Kızıl alevlerin mavi söndürücüleri

Batılı ülkelerde halen etkin görev yapan deniz itfaiye teşkilatının İstanbul’da da kurulduğu ve 91 yıl hizmet verdiği öğrenildi. Bratislava’da doğan ve II. Abdülhamit tarafından İstanbul itfaiyesini modernize etmesi için davet edilen Széchenyi Paşa, sahillerdeki yangınlara zamanında müdahale etmek için özel bir itfaiye birliği kurmak istemişti. İstanbul tarihine ve mimarisine hayranlık duyan Széchenyi, Boğaziçi’nin iki yakasındaki geleneksel Türk konut mimarisinin özgün örnekleri yalıların ahşap olduğunu bildiği için hemen harekete geçti.
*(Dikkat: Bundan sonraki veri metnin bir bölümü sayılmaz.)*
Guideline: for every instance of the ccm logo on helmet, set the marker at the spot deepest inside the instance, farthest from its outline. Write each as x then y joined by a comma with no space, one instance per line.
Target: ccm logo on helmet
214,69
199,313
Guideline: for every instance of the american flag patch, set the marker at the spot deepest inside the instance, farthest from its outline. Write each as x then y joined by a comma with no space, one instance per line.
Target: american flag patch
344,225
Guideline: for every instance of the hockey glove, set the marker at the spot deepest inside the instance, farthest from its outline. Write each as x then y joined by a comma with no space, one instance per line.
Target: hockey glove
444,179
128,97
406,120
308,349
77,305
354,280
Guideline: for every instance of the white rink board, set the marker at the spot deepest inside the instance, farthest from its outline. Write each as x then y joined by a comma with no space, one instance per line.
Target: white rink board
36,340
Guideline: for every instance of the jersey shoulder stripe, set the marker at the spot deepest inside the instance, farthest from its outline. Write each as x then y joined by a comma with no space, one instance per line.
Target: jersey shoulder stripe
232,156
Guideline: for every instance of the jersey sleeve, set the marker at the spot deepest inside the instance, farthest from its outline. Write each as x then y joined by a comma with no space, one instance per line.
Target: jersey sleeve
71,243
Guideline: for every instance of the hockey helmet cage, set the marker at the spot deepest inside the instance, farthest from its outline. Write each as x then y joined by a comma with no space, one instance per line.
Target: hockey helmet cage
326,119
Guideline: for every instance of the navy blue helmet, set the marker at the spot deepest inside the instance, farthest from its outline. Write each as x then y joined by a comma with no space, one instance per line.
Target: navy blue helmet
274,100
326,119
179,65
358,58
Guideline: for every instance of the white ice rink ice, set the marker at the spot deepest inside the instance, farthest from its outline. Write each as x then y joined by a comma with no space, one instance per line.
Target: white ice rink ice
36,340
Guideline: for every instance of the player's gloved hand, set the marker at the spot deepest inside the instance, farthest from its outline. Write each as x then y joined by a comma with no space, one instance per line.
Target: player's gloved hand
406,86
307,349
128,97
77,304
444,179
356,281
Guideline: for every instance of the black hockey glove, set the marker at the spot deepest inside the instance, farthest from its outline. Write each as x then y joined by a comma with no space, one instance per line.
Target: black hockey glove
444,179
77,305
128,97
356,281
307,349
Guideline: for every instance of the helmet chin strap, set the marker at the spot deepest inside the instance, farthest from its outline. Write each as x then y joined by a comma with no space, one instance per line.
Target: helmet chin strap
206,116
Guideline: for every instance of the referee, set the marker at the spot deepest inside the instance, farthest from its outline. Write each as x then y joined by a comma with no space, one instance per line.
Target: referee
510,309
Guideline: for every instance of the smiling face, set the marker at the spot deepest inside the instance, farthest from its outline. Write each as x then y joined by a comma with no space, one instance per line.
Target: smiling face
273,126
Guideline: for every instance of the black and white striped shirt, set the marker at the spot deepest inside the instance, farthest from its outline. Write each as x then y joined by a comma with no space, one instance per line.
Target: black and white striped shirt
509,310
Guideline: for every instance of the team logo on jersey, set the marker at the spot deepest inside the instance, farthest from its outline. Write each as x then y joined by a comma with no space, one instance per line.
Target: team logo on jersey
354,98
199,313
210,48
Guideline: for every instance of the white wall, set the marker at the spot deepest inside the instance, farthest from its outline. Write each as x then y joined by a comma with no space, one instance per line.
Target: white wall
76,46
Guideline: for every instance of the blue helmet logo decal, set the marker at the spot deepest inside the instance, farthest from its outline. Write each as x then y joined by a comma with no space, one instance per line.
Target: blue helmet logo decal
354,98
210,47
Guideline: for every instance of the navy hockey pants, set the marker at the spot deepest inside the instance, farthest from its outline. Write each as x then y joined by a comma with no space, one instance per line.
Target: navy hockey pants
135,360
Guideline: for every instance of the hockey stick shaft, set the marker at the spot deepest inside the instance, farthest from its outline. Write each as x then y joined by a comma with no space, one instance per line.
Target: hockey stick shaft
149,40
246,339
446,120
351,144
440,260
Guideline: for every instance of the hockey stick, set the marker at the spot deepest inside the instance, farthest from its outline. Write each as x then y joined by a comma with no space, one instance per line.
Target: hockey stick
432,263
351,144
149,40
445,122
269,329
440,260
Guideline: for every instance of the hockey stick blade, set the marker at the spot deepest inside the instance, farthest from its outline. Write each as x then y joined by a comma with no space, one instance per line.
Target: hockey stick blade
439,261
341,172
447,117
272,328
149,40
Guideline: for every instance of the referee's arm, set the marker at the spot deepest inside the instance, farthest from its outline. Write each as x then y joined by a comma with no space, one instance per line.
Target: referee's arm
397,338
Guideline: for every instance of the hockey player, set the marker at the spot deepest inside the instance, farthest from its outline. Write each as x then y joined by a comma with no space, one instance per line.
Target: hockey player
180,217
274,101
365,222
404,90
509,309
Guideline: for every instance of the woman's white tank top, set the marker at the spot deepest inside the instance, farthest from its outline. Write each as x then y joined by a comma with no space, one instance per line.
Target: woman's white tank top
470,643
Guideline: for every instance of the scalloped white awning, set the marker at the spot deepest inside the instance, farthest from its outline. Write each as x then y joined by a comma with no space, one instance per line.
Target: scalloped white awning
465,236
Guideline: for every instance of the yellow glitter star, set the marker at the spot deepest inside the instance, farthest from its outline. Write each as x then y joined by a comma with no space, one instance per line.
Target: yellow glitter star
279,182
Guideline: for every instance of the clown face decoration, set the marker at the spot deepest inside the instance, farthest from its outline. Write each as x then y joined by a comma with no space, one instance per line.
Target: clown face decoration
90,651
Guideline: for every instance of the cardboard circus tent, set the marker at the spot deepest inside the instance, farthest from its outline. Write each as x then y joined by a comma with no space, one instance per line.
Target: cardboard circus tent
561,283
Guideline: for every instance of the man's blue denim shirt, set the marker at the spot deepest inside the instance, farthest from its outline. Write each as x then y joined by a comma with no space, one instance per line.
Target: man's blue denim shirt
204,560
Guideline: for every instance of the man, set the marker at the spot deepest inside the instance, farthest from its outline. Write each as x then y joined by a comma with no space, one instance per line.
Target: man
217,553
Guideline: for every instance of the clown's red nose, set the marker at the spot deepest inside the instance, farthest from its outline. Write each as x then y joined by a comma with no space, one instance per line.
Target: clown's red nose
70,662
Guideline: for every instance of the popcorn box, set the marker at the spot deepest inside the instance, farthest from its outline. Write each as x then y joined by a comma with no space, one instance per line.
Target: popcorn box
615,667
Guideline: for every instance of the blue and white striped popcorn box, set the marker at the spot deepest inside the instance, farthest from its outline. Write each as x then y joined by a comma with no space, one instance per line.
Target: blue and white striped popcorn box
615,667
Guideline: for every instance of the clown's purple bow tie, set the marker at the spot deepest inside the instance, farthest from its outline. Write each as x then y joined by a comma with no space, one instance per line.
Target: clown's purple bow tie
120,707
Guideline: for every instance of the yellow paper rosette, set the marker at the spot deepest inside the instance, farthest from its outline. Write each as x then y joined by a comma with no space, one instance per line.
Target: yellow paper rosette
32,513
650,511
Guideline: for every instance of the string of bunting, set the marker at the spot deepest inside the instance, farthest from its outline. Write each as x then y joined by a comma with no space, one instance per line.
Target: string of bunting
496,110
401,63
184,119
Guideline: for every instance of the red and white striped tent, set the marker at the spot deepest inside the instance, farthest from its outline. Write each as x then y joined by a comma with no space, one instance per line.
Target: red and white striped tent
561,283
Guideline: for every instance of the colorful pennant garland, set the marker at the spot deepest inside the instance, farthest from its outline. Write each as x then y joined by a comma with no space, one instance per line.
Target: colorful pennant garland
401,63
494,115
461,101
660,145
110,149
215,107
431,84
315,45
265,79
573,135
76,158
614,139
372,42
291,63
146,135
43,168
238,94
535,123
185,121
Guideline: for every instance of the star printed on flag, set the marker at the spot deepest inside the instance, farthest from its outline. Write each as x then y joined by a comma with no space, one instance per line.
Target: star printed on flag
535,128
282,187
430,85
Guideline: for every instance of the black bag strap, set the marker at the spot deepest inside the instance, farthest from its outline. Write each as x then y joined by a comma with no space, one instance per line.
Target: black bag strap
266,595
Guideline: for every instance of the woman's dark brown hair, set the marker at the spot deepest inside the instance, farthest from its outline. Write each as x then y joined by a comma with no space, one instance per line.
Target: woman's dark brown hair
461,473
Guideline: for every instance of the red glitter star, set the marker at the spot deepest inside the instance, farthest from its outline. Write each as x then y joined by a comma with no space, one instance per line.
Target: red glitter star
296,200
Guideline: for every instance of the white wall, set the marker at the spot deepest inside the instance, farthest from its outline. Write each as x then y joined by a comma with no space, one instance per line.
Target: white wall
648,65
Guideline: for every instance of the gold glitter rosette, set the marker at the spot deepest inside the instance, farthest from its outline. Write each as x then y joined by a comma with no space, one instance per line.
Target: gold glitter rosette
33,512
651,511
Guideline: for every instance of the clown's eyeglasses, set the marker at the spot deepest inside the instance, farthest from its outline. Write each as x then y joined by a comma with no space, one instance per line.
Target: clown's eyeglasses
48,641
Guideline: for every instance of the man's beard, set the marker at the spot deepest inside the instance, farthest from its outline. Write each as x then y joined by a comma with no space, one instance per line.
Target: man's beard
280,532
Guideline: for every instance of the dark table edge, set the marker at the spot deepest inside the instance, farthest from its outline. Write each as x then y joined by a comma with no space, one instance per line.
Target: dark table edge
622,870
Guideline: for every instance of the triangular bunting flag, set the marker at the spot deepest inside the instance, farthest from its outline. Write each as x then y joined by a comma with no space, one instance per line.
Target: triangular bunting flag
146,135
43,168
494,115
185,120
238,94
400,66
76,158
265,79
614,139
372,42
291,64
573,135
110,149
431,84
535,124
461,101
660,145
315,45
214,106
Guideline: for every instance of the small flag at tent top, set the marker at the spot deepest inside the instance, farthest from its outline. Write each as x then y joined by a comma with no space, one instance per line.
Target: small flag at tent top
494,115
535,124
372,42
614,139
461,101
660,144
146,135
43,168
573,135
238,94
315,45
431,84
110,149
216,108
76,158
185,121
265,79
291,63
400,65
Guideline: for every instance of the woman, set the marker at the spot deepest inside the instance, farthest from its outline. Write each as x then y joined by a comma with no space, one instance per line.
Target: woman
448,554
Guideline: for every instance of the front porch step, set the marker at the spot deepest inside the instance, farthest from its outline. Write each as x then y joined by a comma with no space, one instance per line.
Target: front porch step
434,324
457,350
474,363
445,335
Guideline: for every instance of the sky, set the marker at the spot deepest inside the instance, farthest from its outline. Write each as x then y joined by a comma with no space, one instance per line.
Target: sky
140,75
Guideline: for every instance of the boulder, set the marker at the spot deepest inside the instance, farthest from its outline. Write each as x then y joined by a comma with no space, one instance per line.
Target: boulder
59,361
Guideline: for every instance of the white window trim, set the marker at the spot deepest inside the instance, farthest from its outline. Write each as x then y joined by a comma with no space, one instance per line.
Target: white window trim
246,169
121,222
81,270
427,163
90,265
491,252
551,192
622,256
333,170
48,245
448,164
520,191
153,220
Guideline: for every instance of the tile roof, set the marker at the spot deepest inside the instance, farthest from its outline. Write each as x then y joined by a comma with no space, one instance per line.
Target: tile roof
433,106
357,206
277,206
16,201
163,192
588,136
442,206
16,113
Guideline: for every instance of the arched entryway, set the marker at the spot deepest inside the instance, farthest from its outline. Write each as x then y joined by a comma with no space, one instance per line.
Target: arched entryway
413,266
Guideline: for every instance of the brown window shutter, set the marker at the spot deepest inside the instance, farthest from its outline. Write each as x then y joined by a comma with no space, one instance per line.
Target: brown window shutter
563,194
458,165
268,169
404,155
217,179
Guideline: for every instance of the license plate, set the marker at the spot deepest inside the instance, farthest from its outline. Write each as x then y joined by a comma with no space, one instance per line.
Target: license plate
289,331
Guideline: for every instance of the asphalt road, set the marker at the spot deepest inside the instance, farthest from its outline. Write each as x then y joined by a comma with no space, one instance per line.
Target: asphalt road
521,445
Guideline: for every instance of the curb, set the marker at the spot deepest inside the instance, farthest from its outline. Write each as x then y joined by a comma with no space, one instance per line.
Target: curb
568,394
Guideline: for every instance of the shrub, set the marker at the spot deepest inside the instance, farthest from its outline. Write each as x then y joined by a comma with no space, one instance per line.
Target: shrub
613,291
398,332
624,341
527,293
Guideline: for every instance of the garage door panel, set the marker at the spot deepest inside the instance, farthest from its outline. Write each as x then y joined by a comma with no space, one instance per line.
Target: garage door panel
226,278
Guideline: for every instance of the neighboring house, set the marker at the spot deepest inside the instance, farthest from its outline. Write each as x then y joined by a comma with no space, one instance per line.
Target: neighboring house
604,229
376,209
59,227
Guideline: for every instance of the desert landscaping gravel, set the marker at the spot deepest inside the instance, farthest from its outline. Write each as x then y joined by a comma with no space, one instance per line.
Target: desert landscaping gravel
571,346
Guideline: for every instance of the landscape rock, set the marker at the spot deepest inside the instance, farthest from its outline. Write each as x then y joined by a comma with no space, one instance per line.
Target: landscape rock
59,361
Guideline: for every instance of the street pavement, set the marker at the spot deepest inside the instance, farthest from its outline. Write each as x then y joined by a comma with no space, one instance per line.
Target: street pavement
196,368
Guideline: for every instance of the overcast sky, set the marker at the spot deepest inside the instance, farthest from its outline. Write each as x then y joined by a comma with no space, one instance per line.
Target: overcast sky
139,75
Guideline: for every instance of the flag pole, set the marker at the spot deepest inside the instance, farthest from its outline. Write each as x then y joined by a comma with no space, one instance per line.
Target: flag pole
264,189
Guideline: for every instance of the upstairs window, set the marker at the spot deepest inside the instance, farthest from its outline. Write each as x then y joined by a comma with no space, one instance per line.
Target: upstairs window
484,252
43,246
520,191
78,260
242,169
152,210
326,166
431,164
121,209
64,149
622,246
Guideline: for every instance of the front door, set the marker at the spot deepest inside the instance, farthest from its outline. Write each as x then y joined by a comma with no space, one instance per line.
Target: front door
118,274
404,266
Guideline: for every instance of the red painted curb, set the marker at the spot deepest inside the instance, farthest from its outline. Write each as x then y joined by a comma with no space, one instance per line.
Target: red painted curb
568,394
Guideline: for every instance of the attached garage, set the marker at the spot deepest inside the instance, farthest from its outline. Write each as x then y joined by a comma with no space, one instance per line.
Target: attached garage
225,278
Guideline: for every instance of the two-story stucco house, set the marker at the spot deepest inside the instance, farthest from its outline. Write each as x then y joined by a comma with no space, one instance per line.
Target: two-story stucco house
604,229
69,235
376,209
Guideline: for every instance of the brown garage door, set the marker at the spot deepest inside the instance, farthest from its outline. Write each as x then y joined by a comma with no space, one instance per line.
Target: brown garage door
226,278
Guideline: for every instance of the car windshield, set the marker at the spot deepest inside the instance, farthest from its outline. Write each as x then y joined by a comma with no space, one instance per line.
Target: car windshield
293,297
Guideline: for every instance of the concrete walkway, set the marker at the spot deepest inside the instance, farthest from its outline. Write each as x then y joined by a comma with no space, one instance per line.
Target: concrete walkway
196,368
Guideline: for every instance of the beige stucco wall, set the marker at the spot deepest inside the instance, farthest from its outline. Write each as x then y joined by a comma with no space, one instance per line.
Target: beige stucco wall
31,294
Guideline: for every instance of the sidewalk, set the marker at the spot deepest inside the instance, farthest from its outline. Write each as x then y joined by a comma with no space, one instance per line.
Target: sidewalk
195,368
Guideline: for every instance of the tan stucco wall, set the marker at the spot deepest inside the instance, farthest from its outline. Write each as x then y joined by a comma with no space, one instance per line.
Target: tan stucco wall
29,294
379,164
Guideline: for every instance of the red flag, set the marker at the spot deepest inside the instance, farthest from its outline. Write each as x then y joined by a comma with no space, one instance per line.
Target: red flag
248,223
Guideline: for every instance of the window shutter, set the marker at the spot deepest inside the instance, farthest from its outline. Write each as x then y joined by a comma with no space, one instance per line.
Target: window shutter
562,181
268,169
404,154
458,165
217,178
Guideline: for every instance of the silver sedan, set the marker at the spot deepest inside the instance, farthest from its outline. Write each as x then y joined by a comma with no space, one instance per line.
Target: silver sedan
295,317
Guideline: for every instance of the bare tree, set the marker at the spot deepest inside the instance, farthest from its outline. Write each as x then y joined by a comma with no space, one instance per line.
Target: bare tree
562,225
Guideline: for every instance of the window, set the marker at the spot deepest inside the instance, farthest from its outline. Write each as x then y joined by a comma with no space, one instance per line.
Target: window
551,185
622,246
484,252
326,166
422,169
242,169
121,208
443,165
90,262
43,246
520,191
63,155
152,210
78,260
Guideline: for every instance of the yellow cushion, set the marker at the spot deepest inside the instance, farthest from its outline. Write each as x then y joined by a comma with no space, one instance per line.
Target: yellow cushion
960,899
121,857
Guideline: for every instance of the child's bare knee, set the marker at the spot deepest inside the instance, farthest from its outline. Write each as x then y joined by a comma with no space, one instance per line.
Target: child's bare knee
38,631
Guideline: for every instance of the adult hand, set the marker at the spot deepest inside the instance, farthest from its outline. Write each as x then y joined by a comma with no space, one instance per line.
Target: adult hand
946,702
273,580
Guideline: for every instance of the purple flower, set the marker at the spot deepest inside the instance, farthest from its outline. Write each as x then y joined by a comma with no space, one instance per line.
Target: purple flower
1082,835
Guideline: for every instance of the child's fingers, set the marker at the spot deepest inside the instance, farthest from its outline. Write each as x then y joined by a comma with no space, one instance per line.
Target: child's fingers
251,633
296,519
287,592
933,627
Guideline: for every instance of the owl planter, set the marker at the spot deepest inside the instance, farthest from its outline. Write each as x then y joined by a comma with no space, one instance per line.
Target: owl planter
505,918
II. Abdülhamit 1884 yılında ilk Türk deniz itfaiyesi (Bahriye taburu) kurulmasına izin verdi. Avrupa’dan getirilen yangın malzemeleri ile donatılan Bahriye itfaiye taburu 1887 yılında tam donanımlı çalışmaya başladı. 1900’lü yıllardan itibaren 5 bölük seviyesine çıkarılan deniz itfaiyesi, zaman zaman iç kesimlerdeki yangınlarda da kullanıldı. II. Meşrutiyet’ten sonra etki gücü azaltılan Bahriye itfaiyesi 1923’ten itibaren Deniz Grubu adını aldı. İstinye merkezli çalışan deniz itfaiyesi 1975 yılında görevini liman işletmelerine bırakarak kapatıldı. İstanbul İtfaiye Daire Başkanlığı, 2008 ve 2017 yıllarında deniz itfaiyesi kurulması için harekete geçerken hayata geçirilemedi.